In the fights he liked to pick with his children or with Winnie over religious punctilio (to which he brought a gleeful sophistry), Sam seemed often to be actually addressing someone else, or intending someone else to overhear and be amused, some other version of himself; he said things the child couldn’t be expected to get or even to notice were supposed to be funny. Pierce could sometimes tell when he did it to Warren, so he could assume Sam was doing it to him as well, when he couldn’t tell.
Irony doesn’t come naturally to children; brutal sarcasm (“Now are you satisfied?”) they can recognize and deplore, but—especially in religion—they are dogmatists, not ironists; Sam’s teasing left them in difficulties he seemed not to feel, and mortified. They all caught on to the trick eventually, and made it their own, as they did Sam’s heresy of Two Churches, which came to seem only common sense to them; but it generated within them a kind of double life, lived differently by each of them. It was a harsh training, and Hildy only survived it in the end by reversing the terms, Sam’s terms, which were outward observance ironized by inward demur: Hildy’s outward jokey familiarity would approach contempt, and get her in some hot water with her Order and its superiors, but it expressed an inward allegiance deeper than any w
ords.
Sister Mary Philomel’s was a different deity from Sam’s, more manifold and perplexing, more nearby too.

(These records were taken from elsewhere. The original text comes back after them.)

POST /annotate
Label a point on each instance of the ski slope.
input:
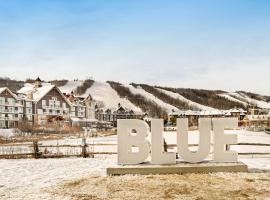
(227, 96)
(70, 86)
(103, 92)
(183, 99)
(151, 97)
(242, 96)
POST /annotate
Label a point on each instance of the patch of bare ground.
(152, 187)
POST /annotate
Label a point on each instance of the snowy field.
(70, 86)
(140, 91)
(32, 179)
(183, 99)
(103, 92)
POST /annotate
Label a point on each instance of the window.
(2, 100)
(43, 103)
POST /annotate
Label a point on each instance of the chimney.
(38, 83)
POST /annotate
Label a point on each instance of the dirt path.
(189, 186)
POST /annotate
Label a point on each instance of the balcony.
(11, 111)
(10, 118)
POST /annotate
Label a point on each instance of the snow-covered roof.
(193, 112)
(5, 88)
(40, 92)
(2, 89)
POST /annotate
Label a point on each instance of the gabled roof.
(39, 93)
(5, 88)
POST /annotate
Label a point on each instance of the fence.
(39, 150)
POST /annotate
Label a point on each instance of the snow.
(26, 89)
(189, 102)
(38, 93)
(2, 89)
(6, 133)
(104, 93)
(227, 96)
(261, 104)
(151, 97)
(70, 86)
(28, 178)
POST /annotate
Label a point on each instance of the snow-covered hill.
(151, 97)
(243, 97)
(103, 92)
(229, 97)
(70, 86)
(189, 102)
(105, 95)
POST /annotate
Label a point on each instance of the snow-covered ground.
(227, 96)
(30, 179)
(151, 97)
(242, 96)
(6, 133)
(70, 86)
(104, 93)
(189, 102)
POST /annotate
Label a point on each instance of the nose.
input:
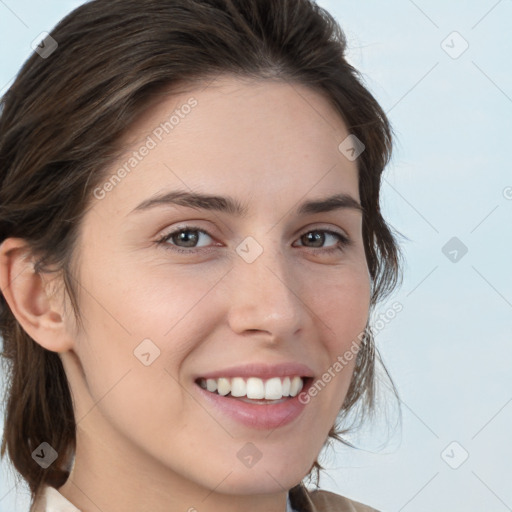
(265, 296)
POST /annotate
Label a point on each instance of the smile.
(254, 388)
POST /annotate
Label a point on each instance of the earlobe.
(29, 297)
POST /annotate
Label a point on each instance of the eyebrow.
(234, 207)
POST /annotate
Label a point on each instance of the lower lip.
(258, 416)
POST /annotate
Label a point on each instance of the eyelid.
(344, 240)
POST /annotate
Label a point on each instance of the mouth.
(254, 390)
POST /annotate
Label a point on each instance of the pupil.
(189, 240)
(315, 237)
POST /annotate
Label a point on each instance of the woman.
(192, 246)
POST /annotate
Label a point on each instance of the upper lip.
(262, 371)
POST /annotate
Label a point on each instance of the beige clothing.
(299, 497)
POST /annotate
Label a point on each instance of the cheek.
(342, 301)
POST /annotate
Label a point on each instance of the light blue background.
(449, 350)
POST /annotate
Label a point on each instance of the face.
(174, 294)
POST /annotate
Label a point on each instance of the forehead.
(253, 137)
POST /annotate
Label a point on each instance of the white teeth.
(238, 387)
(286, 386)
(223, 386)
(255, 388)
(296, 386)
(273, 389)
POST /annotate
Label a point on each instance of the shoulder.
(304, 500)
(50, 499)
(329, 501)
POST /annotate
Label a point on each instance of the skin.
(144, 440)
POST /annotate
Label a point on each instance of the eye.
(185, 239)
(318, 237)
(187, 235)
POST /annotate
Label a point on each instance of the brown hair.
(60, 127)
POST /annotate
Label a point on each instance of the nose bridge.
(264, 292)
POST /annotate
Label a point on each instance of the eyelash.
(343, 241)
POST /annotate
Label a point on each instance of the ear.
(30, 297)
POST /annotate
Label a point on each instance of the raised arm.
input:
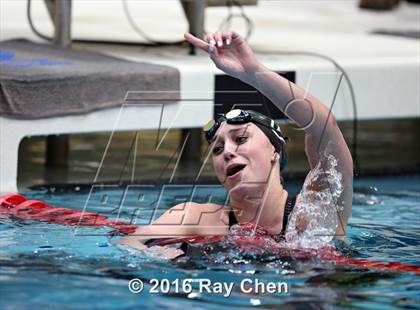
(231, 54)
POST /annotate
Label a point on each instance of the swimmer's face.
(242, 157)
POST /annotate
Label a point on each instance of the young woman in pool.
(248, 152)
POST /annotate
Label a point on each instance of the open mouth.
(234, 169)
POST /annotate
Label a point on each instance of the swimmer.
(248, 154)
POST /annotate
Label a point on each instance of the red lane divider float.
(19, 206)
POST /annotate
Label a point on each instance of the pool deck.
(384, 70)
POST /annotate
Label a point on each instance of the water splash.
(314, 220)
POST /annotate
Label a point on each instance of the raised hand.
(229, 52)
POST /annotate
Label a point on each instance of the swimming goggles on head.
(238, 116)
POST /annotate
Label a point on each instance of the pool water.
(53, 266)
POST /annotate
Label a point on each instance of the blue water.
(52, 266)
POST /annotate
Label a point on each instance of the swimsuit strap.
(288, 208)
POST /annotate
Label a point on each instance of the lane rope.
(19, 206)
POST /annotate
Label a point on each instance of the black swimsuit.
(290, 203)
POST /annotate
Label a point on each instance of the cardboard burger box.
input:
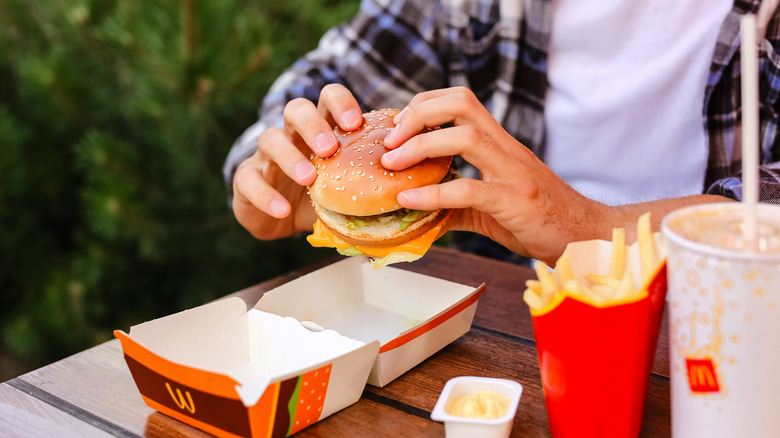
(305, 351)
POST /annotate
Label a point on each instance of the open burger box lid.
(305, 351)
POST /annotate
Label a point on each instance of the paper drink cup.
(596, 359)
(724, 322)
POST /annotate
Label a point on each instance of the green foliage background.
(115, 119)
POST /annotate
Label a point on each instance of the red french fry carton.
(595, 357)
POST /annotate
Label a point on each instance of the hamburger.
(356, 198)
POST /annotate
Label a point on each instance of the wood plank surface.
(93, 394)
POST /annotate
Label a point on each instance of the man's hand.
(269, 188)
(519, 202)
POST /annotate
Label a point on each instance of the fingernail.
(397, 117)
(278, 207)
(390, 137)
(303, 169)
(324, 141)
(408, 197)
(352, 118)
(390, 156)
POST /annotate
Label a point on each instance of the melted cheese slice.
(411, 250)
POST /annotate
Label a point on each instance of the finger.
(459, 193)
(424, 97)
(301, 118)
(252, 192)
(276, 146)
(337, 104)
(433, 109)
(472, 144)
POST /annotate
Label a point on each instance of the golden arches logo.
(179, 399)
(701, 375)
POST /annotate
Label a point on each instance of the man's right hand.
(269, 187)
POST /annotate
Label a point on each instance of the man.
(580, 116)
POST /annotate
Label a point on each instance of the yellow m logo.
(178, 398)
(702, 376)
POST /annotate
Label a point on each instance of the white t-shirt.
(625, 105)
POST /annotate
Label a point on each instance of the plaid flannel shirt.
(394, 49)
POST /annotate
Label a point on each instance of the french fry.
(602, 280)
(617, 262)
(617, 285)
(533, 300)
(549, 288)
(535, 286)
(563, 269)
(573, 286)
(646, 247)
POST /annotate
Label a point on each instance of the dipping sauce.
(484, 404)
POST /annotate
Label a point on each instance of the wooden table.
(93, 394)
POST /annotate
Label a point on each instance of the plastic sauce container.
(459, 426)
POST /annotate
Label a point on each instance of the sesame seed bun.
(352, 187)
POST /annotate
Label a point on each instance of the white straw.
(749, 54)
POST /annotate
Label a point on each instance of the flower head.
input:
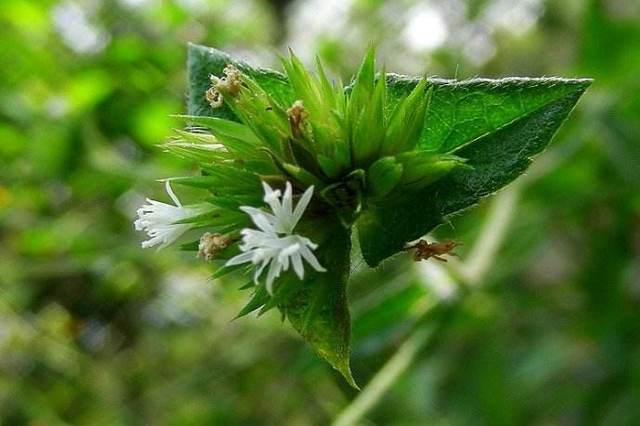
(159, 219)
(274, 244)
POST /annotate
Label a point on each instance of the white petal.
(167, 186)
(298, 267)
(287, 200)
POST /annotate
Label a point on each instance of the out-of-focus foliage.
(95, 330)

“Children,” she said to them. “In the little garden in the middle of the hospital, right in the middle of the garden where the pathways cross, there is a birdbath, do you know? And right in the middle of that birdbath there is a silver ball. Isn’t there?”
“Yesster.”
“Now if you look into that silver ball you see that it reflects everything at once, up, down, below, above, near, far. Doesn’t it?”
“Yesster.”
“Yes. You can see the walls curving all around and every window and even yourself sitting there looking in. And when I sit and look into that ball I think, That is what the eye of God is like, looking at everything at once.”
Under Sister Mary Philomel’s tutelage the Oliphant kids and Pierce were enmeshed again in the old net of observances and scruples, and provided again with the ritual objects, scapulars, holy cards, Miraculous Medals, which under Miss Martha they had been without. Now for their parents’ birthdays or for Thanksgiving or Christmas gifts they were each to prepare a Spiritual Bouquet: a cluster of prayers said, Masses heard, Communions taken, rosaries told—even tiny prayers whispered throughout the day, scattered in the bouquet like baby’s-breath, Ejaculations.
“Jesus Mary and Joseph!” said Hildy. “That’s an Ejaculation.”
“Or Oh my God!” said Sam, whom she was instructing in this prayer type, not understanding why he had laughed at her offering of One Thousand Ejaculations.
“You can make Ejaculations all day long,” she said. “Wherever you are.”
“Yes,” said Sam, still laughing. “I see.”
Sister Mary Philomel was their daily instructrix in such pieties; she was the great pythoness of their cult, the guardian of the gate into the land of the dead: it was she who taught them what prayers the Church had determined would, if said at Mass on All Souls’ Day, free a soul from its salutary torments in Purgatory and get it (still sore and trembling) right into Heaven; she who all on her own gathered them up on that November morning, next day after All Saints’, bitter damp day with the smell of coal fires and dung sharp in the air, and got them to church to do the work. Two, four, six souls released by their prayers, and Hildy wanted to stay longer and do more, imagining the grateful dead freed by the prayers of conscientious children like herself worldwide, winging upward by tens and hundreds like autumn blackbirds rising to migrate.